La première question concernait les protocoles de coopération. Il est exact que nous ne sommes pas allés aussi vite que nous l'aurions souhaité, mais nous avons constaté des avancées. S'agissant du protocole pour les cystites, nous voyons un fort développement dans les MSP. Des avancées positives ont donc lieu.
Nous avons aussi travaillé pour que les anciens protocoles HAS soient bien déployés et reconnus de manière beaucoup plus large que s'ils devaient repasser sous les fourches caudines d'une nouvelle évaluation. Nous avions également développé des possibilités de protocoles à l'intérieur des établissements ; nous en observons les résultats et les travaux sont bien réengagés.

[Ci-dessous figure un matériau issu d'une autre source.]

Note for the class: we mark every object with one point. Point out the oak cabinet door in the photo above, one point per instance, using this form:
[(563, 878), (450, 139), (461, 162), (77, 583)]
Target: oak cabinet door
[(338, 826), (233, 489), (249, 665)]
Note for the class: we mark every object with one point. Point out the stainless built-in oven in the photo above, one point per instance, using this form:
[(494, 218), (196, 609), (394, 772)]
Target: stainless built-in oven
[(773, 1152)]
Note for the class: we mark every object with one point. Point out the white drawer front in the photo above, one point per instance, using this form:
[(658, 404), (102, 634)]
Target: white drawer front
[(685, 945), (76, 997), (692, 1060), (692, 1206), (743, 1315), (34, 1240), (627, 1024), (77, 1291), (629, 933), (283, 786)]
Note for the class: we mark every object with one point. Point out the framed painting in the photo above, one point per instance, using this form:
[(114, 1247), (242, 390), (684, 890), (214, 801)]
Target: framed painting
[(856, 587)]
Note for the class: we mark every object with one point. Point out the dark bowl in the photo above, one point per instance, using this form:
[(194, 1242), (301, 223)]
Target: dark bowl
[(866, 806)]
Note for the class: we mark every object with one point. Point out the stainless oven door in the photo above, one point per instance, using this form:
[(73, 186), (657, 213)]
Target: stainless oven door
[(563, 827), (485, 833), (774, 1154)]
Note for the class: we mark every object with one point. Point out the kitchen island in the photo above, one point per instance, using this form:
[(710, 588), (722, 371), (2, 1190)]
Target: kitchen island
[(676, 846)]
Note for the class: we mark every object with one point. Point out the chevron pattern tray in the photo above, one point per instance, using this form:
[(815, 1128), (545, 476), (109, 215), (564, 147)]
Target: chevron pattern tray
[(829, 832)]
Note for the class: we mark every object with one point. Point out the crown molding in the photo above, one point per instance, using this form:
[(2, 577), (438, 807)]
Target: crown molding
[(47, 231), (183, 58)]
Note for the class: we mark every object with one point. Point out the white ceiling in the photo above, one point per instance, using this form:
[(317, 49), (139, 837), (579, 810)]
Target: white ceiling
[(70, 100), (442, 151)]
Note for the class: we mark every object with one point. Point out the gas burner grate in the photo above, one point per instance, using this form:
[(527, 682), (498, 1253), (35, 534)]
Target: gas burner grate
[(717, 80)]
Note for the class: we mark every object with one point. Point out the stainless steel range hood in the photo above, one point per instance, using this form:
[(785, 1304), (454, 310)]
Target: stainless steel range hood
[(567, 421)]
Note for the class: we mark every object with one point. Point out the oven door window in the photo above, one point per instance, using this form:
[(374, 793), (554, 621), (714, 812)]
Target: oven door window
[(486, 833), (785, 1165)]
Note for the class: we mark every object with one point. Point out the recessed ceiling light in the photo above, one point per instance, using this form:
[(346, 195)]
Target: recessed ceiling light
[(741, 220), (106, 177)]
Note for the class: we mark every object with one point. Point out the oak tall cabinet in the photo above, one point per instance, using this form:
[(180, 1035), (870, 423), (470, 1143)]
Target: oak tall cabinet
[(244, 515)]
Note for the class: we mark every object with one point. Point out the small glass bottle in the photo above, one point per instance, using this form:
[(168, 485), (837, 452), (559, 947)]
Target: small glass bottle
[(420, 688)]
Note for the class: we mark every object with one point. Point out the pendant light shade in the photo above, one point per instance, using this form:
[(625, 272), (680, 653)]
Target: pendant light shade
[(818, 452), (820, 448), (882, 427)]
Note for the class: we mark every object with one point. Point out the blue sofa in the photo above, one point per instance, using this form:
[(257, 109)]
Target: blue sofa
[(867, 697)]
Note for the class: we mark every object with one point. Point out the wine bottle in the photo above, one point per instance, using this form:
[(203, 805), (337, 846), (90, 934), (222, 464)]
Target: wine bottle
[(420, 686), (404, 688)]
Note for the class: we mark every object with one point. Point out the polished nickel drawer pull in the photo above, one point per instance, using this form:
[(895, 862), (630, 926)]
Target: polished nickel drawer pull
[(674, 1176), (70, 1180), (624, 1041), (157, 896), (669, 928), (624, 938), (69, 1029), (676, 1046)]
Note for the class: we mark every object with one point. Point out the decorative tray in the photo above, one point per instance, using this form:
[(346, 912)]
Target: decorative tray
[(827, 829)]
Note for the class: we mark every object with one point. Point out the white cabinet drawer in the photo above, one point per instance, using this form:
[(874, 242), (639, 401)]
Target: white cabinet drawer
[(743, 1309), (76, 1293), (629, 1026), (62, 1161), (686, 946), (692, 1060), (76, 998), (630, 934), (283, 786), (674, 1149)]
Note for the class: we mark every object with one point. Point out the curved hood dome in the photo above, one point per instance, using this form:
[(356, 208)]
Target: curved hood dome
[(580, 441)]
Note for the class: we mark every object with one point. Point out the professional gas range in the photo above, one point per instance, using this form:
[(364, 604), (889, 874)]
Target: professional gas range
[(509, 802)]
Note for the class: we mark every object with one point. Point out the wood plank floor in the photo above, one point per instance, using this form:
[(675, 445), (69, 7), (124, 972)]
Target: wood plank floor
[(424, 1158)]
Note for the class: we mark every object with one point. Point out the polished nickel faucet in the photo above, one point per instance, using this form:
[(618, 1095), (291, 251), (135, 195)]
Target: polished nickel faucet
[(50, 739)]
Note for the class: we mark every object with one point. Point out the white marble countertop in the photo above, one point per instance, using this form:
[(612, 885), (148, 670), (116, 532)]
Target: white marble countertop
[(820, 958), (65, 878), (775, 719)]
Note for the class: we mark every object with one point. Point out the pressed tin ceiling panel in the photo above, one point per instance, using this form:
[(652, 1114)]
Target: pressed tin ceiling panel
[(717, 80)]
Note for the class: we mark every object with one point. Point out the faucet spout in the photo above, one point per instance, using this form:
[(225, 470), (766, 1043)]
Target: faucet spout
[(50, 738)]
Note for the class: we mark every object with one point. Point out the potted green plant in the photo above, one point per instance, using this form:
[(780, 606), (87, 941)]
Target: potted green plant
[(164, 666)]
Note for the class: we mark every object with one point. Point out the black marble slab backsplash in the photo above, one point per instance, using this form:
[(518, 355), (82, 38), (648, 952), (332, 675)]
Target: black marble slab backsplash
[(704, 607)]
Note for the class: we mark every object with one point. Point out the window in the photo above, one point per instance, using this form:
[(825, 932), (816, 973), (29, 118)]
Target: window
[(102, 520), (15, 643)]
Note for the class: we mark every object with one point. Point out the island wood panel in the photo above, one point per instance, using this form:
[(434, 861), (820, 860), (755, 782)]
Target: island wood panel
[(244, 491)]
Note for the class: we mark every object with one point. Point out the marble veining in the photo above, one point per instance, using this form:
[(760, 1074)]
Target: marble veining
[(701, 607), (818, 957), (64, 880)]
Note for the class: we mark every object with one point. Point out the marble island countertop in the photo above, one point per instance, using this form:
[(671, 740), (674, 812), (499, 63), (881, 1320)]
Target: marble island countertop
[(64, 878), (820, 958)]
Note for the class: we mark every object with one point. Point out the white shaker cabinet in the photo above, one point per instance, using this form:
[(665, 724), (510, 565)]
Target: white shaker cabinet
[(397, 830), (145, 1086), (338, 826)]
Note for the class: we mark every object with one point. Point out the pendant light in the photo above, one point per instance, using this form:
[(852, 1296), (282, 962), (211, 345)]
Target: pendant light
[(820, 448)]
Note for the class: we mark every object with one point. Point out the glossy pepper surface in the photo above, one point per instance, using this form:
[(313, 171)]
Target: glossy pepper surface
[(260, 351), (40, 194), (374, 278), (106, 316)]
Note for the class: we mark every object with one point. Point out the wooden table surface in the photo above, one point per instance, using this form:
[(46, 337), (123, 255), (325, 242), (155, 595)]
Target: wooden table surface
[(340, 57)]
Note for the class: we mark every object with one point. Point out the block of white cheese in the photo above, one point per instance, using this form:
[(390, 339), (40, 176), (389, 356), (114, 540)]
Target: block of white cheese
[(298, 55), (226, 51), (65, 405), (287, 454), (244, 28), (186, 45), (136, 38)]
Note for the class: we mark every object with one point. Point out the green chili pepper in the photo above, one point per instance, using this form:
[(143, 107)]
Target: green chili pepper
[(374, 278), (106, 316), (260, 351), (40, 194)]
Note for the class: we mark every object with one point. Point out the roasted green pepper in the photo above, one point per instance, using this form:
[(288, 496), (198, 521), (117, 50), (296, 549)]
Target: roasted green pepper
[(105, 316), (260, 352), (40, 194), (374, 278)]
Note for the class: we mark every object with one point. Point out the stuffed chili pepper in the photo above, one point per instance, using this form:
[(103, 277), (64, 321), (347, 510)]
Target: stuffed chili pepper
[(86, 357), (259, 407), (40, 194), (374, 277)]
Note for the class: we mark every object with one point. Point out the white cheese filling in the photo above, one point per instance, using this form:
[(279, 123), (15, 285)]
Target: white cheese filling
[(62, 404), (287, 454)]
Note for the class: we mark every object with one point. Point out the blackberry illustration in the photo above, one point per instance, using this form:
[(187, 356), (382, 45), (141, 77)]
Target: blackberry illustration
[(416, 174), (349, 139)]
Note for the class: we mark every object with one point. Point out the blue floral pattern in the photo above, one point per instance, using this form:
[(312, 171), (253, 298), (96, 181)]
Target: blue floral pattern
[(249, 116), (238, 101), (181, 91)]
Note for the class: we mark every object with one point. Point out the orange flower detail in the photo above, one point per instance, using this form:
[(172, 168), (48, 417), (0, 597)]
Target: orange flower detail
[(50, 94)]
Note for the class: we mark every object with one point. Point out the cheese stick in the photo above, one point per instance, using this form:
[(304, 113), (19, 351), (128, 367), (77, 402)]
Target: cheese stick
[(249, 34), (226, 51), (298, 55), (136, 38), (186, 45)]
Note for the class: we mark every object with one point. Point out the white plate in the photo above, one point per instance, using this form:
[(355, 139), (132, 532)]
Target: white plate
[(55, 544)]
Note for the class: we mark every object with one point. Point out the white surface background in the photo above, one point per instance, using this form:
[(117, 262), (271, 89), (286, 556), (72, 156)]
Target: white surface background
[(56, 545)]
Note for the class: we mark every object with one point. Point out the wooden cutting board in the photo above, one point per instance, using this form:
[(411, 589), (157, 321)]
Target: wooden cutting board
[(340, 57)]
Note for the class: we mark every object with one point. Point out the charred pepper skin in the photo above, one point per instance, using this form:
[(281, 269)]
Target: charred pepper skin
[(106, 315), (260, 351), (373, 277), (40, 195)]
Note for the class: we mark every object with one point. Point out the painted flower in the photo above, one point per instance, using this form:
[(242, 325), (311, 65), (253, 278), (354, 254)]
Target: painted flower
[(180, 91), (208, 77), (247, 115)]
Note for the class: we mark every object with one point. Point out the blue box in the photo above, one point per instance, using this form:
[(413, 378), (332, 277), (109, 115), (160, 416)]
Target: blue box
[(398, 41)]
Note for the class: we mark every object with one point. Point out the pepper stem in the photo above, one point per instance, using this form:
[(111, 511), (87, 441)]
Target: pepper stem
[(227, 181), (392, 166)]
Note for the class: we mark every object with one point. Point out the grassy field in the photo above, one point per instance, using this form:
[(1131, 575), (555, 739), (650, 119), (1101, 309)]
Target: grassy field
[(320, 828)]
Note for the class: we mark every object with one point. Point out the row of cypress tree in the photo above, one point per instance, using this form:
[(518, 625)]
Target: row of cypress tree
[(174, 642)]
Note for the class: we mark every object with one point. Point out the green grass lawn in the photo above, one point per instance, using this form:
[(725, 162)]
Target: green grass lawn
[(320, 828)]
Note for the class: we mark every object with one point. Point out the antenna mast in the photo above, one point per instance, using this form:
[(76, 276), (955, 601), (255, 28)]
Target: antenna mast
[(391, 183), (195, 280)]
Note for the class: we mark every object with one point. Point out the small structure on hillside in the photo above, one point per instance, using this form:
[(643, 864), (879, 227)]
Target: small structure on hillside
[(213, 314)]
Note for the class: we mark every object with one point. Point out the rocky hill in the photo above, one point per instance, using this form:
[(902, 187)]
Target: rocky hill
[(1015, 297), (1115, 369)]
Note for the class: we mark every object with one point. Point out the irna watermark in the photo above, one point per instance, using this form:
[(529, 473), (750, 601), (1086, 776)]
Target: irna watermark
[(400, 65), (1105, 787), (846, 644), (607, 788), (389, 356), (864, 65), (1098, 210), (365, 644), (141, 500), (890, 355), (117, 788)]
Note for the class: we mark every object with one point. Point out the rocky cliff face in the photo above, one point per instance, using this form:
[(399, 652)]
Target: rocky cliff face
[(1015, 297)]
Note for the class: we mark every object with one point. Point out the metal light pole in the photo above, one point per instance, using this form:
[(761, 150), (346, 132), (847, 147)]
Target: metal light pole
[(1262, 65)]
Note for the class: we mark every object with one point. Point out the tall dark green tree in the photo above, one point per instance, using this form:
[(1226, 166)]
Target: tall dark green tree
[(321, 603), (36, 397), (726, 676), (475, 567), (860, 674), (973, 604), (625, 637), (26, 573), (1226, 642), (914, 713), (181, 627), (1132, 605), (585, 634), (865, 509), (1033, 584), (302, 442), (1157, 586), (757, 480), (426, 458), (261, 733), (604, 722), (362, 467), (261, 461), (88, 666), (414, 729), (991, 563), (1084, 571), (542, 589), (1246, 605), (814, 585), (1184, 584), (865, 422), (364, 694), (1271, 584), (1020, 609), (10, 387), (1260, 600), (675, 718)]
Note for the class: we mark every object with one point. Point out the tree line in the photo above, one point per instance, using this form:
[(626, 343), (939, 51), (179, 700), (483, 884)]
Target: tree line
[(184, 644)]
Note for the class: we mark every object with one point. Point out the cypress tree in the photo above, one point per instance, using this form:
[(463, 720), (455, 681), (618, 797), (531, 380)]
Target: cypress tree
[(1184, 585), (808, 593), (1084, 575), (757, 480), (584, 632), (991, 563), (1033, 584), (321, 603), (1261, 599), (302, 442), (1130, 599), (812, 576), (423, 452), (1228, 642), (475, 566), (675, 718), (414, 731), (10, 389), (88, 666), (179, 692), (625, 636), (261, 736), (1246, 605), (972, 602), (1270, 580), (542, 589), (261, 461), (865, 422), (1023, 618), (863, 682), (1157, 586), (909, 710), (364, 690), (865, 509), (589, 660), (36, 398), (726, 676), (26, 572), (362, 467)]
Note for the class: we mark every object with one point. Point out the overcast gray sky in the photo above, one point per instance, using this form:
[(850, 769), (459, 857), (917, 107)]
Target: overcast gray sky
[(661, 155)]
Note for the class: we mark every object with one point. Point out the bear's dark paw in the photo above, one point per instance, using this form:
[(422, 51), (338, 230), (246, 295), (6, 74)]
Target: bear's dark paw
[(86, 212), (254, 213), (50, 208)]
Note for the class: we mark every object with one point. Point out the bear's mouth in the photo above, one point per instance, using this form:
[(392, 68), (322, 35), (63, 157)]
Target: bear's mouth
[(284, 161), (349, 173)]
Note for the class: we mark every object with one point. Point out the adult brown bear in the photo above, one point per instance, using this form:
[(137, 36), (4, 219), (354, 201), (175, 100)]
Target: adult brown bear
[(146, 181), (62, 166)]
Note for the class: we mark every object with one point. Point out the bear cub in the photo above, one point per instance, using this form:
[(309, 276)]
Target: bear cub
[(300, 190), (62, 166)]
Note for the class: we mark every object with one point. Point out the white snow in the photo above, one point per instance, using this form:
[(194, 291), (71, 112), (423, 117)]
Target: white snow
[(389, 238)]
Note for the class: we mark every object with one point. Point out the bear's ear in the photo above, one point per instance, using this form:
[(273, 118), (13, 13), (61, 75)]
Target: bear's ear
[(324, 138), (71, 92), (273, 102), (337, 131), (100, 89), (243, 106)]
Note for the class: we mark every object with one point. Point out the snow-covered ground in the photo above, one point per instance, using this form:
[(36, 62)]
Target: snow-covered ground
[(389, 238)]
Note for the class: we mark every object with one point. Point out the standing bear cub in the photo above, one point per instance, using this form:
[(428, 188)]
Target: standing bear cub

Vous avez évoqué les CPTS. Je partage avec vous l'idée que la crise a joué un rôle d'incubateur et j'en ai été moi-même très surprise. Nous recensons aujourd'hui près de 700 projets et nous constatons un véritable engouement des professionnels pour s'organiser en CPTS. Cela nous permettra d'assurer une meilleure coordination avec l'hôpital puisque la difficulté que rencontraient jusqu'à présent les établissements de santé était d'organiser des relations avec des professionnels qui n'étaient eux-mêmes pas organisés. Je crois donc que ces CPTS ont gagné une consistance importante, sont en train de trouver leur place et de se développer. Une part très importante de la population est concernée.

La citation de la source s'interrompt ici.